US stores old nukes...to fight off asteroid threats
The US is delaying the process of dismantling its old nuclear weapons over the possibility that they might be needed to defend Earth against potentially devastating asteroids, states a government report obtained by The Wall Street Journal.
Specifically, the government is holding onto nuclear warhead components that were originally scheduled to be disassembled in 2015, The Wall Street Journal reported on Tuesday, citing an April report by the Government Accountability Office.
Instead, these components will be kept “pending a senior-level government evaluation of their use in planetary defense against earthbound asteroids,” the report says.
One may not be surprised that the government is looking into steps to take should an asteroid appear to be on a crash-course with the Earth, as concerns over such scenarios have risen ever since a 20-meter bolide hit Chelyabinsk, Russia back in 2013. The space rock was not what scientists typically considered a threat to the planet – those are usually 50 meters or larger – but its explosion over the Urals city injured hundreds of people.
With increased attention being paid to this threat, government officials and some scientists believe that a timely blast from a nuclear weapon could change an asteroid’s direction enough to avert impact with our planet.
Such a plan, however, also has critics. For one thing, these incoming asteroids would have to be identified far enough in advance to ensure a nuclear explosion wouldn’t have consequences for Earth. That means being able to monitor asteroids as they make their way through the solar system – a project that is currently coming up short at NASA.
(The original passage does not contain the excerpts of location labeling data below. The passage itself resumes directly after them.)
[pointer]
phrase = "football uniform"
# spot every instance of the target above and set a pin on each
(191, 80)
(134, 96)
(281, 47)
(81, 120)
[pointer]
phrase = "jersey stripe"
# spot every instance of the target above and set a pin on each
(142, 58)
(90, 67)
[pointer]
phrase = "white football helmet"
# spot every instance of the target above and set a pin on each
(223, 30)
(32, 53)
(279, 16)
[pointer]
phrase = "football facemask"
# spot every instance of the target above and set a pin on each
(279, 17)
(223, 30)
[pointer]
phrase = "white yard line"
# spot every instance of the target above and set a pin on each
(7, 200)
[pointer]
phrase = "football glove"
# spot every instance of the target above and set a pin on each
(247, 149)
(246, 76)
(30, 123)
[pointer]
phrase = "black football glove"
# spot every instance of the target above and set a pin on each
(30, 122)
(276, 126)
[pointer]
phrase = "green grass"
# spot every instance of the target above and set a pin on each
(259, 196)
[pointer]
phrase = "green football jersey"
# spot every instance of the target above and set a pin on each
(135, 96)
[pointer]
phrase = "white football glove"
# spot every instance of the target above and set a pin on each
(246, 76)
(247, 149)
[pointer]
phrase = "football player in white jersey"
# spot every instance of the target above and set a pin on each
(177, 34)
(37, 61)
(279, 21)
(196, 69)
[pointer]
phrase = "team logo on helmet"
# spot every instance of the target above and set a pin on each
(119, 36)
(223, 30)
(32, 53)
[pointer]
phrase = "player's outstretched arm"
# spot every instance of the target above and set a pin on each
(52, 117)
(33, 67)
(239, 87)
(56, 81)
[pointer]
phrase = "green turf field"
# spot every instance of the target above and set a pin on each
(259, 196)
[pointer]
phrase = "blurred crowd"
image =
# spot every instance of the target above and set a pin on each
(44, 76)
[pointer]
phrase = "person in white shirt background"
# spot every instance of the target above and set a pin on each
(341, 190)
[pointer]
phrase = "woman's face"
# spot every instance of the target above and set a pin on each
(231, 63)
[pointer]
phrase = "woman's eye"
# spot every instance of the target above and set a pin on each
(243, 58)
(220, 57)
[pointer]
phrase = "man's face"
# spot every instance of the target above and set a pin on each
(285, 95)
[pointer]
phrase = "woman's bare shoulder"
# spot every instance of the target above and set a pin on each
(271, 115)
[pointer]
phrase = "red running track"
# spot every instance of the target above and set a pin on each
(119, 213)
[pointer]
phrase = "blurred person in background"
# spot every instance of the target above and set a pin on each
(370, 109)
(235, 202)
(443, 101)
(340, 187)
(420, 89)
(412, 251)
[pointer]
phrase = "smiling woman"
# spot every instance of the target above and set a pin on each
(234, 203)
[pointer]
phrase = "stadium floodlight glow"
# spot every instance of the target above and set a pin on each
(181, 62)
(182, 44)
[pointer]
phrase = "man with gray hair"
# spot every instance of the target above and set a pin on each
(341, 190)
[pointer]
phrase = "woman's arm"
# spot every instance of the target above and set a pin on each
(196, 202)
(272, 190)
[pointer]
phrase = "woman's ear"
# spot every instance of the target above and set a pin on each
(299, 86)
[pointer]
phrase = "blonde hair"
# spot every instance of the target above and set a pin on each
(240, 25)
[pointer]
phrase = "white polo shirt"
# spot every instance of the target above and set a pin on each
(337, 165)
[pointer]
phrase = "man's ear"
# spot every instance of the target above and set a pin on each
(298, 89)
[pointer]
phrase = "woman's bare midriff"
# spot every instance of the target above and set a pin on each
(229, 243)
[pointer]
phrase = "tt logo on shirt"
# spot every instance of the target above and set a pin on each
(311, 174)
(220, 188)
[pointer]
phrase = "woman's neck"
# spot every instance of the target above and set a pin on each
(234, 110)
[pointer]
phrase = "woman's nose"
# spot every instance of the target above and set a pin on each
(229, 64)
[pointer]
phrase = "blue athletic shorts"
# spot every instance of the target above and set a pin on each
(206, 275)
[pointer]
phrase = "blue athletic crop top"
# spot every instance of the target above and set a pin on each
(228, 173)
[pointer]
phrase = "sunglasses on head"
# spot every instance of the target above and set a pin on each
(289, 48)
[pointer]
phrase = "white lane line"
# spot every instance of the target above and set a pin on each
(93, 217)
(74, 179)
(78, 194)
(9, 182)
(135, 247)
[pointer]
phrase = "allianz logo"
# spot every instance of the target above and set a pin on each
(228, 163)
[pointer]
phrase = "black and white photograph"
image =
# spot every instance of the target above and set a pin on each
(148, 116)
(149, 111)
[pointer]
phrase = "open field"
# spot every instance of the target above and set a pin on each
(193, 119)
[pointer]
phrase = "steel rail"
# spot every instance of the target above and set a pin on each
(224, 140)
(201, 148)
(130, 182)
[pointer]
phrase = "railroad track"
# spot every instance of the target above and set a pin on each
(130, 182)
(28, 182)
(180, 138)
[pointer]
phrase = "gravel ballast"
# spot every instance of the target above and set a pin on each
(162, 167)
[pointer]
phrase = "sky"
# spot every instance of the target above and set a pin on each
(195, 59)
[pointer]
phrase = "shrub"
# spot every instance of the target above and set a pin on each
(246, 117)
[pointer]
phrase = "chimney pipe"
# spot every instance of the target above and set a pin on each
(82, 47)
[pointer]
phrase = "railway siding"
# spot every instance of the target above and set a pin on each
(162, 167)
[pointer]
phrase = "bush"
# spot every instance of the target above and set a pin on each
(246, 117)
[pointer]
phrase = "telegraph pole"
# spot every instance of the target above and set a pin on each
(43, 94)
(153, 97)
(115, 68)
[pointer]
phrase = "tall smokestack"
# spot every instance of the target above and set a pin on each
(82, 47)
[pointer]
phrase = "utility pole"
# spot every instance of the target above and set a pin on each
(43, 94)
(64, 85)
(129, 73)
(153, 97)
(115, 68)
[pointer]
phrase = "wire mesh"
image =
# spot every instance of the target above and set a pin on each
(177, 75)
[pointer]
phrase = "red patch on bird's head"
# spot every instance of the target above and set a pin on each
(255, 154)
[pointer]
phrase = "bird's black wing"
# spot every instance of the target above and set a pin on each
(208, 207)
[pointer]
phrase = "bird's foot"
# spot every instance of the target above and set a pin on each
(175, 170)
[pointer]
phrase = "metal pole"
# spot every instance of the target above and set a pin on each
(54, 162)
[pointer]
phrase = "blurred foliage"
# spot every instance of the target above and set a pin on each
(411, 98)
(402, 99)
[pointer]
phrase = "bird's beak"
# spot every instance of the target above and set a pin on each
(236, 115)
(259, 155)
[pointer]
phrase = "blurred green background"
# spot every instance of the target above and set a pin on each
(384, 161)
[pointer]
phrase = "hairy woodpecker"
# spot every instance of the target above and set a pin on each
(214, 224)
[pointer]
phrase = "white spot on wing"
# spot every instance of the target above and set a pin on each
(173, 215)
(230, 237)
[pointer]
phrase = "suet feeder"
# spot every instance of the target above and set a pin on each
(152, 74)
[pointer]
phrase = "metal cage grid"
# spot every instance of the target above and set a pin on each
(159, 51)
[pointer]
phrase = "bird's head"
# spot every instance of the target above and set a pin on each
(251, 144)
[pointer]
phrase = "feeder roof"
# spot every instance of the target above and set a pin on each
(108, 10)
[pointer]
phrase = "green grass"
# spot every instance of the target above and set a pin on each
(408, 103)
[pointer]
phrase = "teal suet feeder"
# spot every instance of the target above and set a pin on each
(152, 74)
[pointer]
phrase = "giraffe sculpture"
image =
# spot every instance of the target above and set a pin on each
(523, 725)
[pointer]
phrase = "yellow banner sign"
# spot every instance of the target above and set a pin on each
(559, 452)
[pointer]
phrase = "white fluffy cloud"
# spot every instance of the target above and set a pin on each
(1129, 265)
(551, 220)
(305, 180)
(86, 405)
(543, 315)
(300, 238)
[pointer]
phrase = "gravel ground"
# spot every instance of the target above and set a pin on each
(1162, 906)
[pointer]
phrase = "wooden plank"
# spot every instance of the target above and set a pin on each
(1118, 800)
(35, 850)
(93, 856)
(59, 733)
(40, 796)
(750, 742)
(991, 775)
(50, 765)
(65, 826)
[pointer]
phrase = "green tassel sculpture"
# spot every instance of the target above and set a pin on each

Just last month, NASA’s inspector general found that the agency had only identified 10 percent of the near-Earth objects it had set out to discover by 2020. At its current pace, NASA will not meet that deadline.
While that project undergoes some restructuring, others are scheduled to be up and running by the end of this year. The Asteroid Terrestrial-impact Last Alert System (ATLAS), for example, will employ telescopes and other technology in order set up an emergency alert system for incoming asteroids. The system could potentially offer warnings up to a month in advance, the Journal noted.
Other risks, meanwhile, include the possibility that using a nuclear weapon to divert asteroids could result in radioactive chunks of rock or debris falling back onto Earth.
Still, launching a nuclear weapon is believed by many to be the most effective way of dealing with the situation – be it a smaller asteroid or a large 100-meter rock that could destroy entire cities. Other ideas, such as one that involves altering the course of an asteroid using its gravitational pull, require early deployment to work effectively. In the absence of time, Bong Wie of Iowa State University told the Journal that nuclear weapons are “the only option.”